- Theatrical release poster
- Directed by: Gérard Kikoïne
- Screenplay by: Jake Chesi Stuart Lee
- Story by: Edgar Allan Poe
- Produced by: Harry Alan Towers
- Starring: Robert Vaughn John Carradine Donald Pleasence
- Cinematography: Gerard Loubeau
- Edited by: Gilbert Kikoïne
- Music by: Frederic Talgorn
- Production companies: Breton Film Productions; The Movie Group;
- Distributed by: 21st Century Film Corporation
- Release date: October 3, 1990;
- Running time: 87 minutes
- Countries: United States South Africa
- Language: English
- Budget: $12 million

= Buried Alive (1990 theatrical film) =

Buried Alive (also known as. Edgar Allan Poe's Buried Alive) is a 1990 horror film, directed by Gérard Kikoïne and based on the work of Edgar Allan Poe. It stars Robert Vaughn, Donald Pleasence and John Carradine. This film is one of Nia Long’s earliest roles. The script was based on the works of Edgar Allan Poe. The film marks Carradine's final performance and is dedicated to his memory.

==Plot==
At the Ravenscroft Institute, an all-girl school for juvenile delinquents, several girls go missing as they are assaulted by a man in a Ronald Reagan mask, who drags them to the basement of the school and immures them into darkened chambers to die a slow and agonizing death by way of entombment. Janet, a new teacher, arrives at the school and becomes a target of the killer.

==Cast==
- Robert Vaughn as Gary Julian
- Donald Pleasence as Dr. Schaeffer
- Karen Witter as Janet
- John Carradine as Jacob
- Ginger Lynn Allen as Debbie (as Ginger Allen)
- Nia Long as "Fingers"
- Arnold Vosloo as Ken Wade

==Production==
Buried Alive was John Carradine's final film, who died in 1988. Filming took place in the country of Botswana in Southern Africa.

==Release==
As with the other three Harry Alan Towers productions inspired by Poe, Buried Alive was released direct-to-video in the United States.

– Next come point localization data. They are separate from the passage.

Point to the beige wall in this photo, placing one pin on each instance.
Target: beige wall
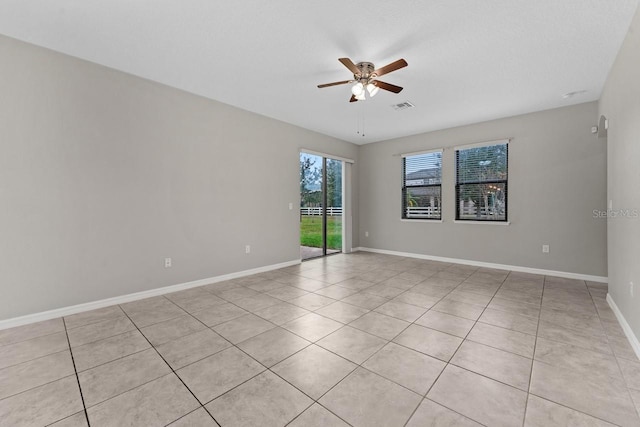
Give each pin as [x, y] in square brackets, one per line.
[557, 177]
[620, 103]
[103, 175]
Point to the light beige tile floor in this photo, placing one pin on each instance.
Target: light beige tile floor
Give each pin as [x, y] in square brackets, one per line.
[361, 339]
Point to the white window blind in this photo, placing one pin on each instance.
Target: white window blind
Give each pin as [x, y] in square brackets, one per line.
[421, 185]
[481, 182]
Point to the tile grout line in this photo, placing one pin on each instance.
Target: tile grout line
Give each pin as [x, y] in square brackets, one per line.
[624, 380]
[84, 406]
[170, 367]
[535, 343]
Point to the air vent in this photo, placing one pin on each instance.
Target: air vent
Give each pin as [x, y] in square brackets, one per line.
[403, 106]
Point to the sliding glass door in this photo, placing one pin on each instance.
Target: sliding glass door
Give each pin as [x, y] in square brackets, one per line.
[320, 205]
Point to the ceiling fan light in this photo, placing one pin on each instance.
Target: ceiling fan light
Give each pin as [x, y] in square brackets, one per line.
[372, 89]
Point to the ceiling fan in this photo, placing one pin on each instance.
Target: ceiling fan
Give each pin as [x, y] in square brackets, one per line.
[365, 75]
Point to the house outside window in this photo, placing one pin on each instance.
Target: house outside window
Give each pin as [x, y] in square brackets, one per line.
[481, 182]
[421, 185]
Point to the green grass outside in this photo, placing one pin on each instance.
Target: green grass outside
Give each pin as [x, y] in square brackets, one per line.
[311, 232]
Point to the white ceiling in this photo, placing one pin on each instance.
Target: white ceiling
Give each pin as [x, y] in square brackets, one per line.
[469, 61]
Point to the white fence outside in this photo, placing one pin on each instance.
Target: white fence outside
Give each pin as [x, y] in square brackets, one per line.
[317, 211]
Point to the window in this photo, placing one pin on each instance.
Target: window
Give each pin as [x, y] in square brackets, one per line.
[481, 182]
[421, 185]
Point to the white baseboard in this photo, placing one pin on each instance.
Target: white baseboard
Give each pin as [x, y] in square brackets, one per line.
[66, 311]
[633, 340]
[567, 275]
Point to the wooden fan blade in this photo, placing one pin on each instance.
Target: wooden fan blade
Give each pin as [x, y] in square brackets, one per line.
[388, 86]
[350, 65]
[344, 82]
[400, 63]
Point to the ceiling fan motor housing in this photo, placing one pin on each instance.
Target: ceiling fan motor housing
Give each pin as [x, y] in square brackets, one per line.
[366, 70]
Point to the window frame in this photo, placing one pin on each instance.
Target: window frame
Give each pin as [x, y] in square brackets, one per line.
[404, 216]
[504, 182]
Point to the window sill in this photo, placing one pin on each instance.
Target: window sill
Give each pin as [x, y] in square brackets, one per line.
[482, 222]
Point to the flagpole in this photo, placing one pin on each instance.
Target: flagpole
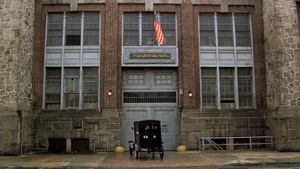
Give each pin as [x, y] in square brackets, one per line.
[156, 18]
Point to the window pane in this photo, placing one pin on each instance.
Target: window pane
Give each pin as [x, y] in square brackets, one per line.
[225, 36]
[73, 29]
[91, 28]
[245, 87]
[90, 88]
[168, 25]
[55, 29]
[207, 30]
[71, 87]
[208, 79]
[131, 29]
[52, 89]
[242, 28]
[227, 87]
[148, 34]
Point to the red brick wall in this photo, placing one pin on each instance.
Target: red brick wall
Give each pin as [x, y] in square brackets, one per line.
[111, 35]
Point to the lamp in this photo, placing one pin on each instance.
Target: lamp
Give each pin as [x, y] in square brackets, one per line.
[109, 92]
[190, 94]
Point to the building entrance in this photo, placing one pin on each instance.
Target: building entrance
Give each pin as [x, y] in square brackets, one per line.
[150, 95]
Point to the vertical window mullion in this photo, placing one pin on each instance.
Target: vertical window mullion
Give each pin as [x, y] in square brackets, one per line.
[236, 94]
[62, 64]
[253, 70]
[140, 28]
[44, 80]
[81, 60]
[218, 71]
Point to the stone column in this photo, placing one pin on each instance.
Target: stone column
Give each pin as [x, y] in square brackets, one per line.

On March 15, 2011, MGM released the film on DVD-R format through its MGM Limited Edition program.

==Reception==
In a contemporary review, Variety described the film as browsing through several themes of Edgar Allan Poe with "dull results". The review noted the historical footnote of the film being the final film featuring Carradine, but noted that it disappoints as "there's only a few seconds of blurry Carradine footage." The review noted that audiences may be disappointed that Karen Witter remains clothed throughout the film, while noting that former porn actress Ginger Lynn "has one of her best mainstream jobs as a tough-talking inmate who proves to be an excellent screamer."